Many Greens celebrate high oil prices, hoping that they will cause us to come to our senses.
But the front page of today's LA Times reports: "No Drive to Mass Transit ... Raul Mercado loves his 2002 eight-cylinder Mustang convertible but hates the high cost of operating it. As gas prices hit record highs in recent weeks, the security guard has been shelling out $40 each time he fills the tank. To save money, he bikes or walks to the beach instead of driving, ... But leave the Mustang at his Long Beach home and take the bus to work in Inglewood? No way. 'I have to pay', Mercado said. Public transportation 'takes too long.'"
The lead editorial of the same edition announces "Pumped-up public transit ... Amid all the pain inflicted by skyrocketing oil prices, there is a silver lining in LA ... the jump in MTA ridership will give the mayor considerable ammunition when he goes looking for federal and state funds ..." ... for more transit projects, including rail -- which the editorial admits, is "underutilized."
No one can accuse LA Times reporters of bending to the paper's editorial slant.
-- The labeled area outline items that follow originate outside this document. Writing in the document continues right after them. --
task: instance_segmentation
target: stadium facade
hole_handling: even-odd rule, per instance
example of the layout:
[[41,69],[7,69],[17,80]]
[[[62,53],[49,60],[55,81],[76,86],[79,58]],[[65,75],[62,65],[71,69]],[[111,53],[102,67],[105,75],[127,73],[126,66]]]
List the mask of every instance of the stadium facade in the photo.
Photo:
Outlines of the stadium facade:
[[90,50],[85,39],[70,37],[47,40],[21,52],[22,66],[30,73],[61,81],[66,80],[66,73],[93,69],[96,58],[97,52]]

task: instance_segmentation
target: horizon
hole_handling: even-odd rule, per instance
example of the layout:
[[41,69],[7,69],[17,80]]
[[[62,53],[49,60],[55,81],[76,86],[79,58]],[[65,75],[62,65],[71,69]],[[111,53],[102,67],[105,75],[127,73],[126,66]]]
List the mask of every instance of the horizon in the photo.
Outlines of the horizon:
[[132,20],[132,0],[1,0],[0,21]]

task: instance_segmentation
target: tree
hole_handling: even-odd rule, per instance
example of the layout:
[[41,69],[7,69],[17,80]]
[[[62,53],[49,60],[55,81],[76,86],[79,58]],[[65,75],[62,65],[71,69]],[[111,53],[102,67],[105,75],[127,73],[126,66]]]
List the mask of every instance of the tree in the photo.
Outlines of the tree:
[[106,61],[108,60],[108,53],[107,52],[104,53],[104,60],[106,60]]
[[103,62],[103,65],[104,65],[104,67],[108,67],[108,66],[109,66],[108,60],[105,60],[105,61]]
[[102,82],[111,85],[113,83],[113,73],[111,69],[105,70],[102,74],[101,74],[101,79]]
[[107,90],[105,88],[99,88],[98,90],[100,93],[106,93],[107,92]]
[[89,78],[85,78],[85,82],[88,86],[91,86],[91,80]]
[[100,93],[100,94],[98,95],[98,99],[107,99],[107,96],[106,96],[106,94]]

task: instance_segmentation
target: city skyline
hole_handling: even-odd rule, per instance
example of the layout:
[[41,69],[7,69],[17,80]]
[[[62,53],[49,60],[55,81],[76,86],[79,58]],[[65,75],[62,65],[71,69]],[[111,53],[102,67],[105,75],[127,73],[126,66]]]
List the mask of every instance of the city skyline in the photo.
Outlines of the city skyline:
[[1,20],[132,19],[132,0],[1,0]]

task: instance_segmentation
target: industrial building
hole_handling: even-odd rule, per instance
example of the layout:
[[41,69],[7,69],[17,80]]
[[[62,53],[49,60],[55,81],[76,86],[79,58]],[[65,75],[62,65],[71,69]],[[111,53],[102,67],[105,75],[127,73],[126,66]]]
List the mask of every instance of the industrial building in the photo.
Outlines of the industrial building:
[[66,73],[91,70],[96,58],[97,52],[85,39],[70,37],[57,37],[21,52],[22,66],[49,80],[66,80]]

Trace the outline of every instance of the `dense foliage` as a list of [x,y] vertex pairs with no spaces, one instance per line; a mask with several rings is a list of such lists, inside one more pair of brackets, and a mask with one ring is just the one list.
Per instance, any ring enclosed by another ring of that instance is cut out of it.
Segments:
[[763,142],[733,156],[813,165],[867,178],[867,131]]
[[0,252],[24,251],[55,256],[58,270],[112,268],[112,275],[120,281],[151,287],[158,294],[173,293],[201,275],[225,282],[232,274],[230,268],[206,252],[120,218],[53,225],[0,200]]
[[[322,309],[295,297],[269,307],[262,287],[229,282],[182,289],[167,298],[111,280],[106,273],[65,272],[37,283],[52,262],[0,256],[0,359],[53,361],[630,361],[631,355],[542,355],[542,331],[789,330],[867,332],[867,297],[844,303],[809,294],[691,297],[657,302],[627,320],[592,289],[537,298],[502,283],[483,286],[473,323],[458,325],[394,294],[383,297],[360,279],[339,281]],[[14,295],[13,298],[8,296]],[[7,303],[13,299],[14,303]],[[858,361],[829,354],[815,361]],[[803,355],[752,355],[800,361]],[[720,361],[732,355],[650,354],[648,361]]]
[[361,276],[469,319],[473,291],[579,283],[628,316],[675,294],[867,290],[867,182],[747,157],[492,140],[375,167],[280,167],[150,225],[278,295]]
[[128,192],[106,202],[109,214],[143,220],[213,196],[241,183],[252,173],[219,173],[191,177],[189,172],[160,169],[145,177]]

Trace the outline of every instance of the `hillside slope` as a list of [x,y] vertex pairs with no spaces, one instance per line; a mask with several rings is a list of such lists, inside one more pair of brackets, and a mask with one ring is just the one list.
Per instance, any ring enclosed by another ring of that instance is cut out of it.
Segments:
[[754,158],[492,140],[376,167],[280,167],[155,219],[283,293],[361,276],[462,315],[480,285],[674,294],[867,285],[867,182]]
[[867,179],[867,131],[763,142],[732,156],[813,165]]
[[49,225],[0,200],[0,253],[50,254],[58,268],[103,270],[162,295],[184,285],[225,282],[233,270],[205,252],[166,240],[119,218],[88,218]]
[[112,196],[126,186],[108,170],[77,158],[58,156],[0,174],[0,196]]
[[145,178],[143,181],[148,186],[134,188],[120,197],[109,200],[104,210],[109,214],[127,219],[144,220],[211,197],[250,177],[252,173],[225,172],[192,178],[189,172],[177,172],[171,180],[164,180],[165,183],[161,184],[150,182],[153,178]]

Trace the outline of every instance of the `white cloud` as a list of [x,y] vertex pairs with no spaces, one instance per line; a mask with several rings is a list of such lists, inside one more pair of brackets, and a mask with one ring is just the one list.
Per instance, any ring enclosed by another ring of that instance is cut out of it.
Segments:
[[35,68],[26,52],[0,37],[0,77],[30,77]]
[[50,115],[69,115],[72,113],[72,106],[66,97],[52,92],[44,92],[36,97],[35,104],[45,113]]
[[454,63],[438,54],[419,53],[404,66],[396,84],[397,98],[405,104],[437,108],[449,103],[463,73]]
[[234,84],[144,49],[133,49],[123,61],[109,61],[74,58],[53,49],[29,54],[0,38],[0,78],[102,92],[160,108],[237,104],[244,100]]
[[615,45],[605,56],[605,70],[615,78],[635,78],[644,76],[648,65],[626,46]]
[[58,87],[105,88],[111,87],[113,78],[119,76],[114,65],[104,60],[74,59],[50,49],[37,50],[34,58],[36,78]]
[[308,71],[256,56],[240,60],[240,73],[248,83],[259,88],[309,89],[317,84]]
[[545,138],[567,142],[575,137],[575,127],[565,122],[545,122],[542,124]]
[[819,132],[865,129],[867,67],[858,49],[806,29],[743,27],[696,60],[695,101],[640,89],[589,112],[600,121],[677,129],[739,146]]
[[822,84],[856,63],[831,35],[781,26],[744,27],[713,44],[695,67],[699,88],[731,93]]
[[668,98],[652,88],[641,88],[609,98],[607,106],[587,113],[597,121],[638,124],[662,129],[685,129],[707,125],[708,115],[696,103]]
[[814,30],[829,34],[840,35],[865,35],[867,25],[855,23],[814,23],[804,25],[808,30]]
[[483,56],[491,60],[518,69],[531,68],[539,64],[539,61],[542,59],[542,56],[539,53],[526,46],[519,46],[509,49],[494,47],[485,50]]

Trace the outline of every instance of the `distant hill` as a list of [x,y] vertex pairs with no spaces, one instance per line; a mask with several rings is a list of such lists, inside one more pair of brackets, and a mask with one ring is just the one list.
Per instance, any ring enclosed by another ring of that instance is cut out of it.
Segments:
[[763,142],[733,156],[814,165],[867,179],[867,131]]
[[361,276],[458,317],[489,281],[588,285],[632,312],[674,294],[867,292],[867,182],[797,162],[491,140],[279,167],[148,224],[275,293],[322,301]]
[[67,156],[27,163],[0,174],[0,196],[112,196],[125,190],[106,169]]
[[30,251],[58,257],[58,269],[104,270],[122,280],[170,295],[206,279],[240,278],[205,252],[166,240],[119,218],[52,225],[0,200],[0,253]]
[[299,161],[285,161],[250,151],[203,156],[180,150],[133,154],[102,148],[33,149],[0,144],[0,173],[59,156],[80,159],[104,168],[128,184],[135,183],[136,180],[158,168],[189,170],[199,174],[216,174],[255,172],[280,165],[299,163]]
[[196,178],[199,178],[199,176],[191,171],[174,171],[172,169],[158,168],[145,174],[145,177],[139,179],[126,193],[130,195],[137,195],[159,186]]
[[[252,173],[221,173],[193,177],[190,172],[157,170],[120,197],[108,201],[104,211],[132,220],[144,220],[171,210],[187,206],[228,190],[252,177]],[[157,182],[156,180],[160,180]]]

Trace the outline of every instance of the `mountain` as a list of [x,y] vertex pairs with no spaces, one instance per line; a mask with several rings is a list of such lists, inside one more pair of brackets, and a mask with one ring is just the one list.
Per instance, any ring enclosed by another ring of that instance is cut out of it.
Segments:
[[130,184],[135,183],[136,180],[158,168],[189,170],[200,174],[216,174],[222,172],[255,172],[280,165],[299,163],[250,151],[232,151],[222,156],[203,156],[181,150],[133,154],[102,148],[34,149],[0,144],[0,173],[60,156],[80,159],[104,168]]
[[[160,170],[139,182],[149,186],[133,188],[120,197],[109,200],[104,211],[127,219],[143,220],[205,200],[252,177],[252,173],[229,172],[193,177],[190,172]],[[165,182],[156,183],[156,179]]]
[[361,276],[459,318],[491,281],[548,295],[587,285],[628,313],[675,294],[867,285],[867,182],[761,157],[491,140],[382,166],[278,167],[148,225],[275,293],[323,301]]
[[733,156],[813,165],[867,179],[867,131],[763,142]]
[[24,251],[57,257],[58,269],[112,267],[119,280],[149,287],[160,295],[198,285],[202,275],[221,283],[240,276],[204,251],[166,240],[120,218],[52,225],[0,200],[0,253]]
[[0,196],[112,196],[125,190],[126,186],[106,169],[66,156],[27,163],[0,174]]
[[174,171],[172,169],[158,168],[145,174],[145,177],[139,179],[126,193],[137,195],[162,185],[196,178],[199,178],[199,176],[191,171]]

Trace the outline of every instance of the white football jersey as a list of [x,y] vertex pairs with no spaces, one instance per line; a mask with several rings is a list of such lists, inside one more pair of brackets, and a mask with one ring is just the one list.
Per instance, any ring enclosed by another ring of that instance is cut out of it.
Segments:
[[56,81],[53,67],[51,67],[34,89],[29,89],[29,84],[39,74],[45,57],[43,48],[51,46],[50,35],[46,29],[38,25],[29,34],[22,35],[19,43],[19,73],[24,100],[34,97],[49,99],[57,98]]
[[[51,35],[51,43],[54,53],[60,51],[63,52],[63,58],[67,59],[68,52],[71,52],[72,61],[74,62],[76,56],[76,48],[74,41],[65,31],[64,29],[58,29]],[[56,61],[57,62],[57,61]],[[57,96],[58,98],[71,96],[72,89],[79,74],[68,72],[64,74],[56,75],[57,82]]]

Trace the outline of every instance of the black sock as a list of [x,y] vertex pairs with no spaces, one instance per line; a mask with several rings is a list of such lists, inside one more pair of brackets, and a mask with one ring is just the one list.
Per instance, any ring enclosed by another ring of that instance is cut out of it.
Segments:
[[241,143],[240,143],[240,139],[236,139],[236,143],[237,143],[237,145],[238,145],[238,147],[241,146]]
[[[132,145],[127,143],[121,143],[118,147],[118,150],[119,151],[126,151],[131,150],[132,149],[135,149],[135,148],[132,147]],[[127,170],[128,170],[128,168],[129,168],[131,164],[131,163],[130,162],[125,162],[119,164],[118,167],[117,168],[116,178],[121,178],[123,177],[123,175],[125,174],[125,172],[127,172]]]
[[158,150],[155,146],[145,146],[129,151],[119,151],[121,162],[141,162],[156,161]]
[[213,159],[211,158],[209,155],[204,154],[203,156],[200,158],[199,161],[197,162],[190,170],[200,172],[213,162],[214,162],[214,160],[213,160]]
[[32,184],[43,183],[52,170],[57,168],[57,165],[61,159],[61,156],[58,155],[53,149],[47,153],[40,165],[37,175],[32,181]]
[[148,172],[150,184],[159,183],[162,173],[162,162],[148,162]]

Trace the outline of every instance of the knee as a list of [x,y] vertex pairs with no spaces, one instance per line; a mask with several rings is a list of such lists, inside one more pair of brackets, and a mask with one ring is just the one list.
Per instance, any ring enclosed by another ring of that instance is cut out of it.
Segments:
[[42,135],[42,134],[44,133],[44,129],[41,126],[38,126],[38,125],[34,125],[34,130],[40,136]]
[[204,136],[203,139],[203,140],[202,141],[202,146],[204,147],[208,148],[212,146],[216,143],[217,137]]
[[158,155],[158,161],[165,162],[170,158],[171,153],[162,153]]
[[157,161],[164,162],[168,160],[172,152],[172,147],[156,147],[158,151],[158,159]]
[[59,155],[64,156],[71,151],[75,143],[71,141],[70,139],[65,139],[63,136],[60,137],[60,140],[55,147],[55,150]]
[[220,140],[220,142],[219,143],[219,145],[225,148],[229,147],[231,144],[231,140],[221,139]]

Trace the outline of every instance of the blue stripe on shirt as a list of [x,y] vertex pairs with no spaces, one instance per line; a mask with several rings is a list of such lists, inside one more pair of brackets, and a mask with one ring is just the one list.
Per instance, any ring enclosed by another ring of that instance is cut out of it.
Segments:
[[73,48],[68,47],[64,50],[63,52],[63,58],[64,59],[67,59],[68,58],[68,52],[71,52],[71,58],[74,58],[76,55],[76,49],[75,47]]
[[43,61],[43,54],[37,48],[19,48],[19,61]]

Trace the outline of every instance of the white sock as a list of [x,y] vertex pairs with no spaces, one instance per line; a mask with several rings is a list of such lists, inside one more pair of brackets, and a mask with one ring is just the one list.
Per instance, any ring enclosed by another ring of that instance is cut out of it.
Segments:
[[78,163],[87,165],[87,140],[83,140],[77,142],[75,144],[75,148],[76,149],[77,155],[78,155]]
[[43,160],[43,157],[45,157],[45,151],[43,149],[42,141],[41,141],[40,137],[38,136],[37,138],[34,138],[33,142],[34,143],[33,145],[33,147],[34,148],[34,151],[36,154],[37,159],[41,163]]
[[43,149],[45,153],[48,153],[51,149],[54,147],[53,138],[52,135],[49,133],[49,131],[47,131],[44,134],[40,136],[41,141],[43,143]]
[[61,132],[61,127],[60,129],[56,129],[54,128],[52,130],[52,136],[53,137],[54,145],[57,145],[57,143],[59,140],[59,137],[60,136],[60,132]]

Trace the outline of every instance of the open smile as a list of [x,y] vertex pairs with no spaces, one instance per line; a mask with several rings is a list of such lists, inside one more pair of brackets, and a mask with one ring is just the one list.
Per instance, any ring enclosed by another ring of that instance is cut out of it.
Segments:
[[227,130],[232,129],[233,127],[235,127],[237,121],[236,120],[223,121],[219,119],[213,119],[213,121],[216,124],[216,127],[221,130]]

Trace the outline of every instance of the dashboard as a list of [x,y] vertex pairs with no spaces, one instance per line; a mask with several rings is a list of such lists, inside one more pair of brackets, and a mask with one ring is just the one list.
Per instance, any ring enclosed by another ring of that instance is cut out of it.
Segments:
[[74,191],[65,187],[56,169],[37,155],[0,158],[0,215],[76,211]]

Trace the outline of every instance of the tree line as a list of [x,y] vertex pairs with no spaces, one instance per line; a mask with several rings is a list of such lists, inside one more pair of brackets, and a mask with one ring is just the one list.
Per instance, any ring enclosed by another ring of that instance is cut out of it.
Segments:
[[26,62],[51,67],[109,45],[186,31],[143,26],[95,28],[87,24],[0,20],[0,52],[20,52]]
Nor can anyone accuse their editorial writers of reading their own front-page news.
Transit's decline through the last 60 years has been steady (in spite of huge subsidies), even through the various oil "shocks". In the 70s, Americans swtiched to smaller cars, rather than use transit.
While security guard Raul Mercado grasps the simple truth -- that his time has value and in dispersed cities, transit is incredibly time consuming -- it is still beyond the capabilities of LA Times editorial writers. Many of the latter have been singing the same tune for many years and, therefore, share the blame for multi-billion transit waste in LA.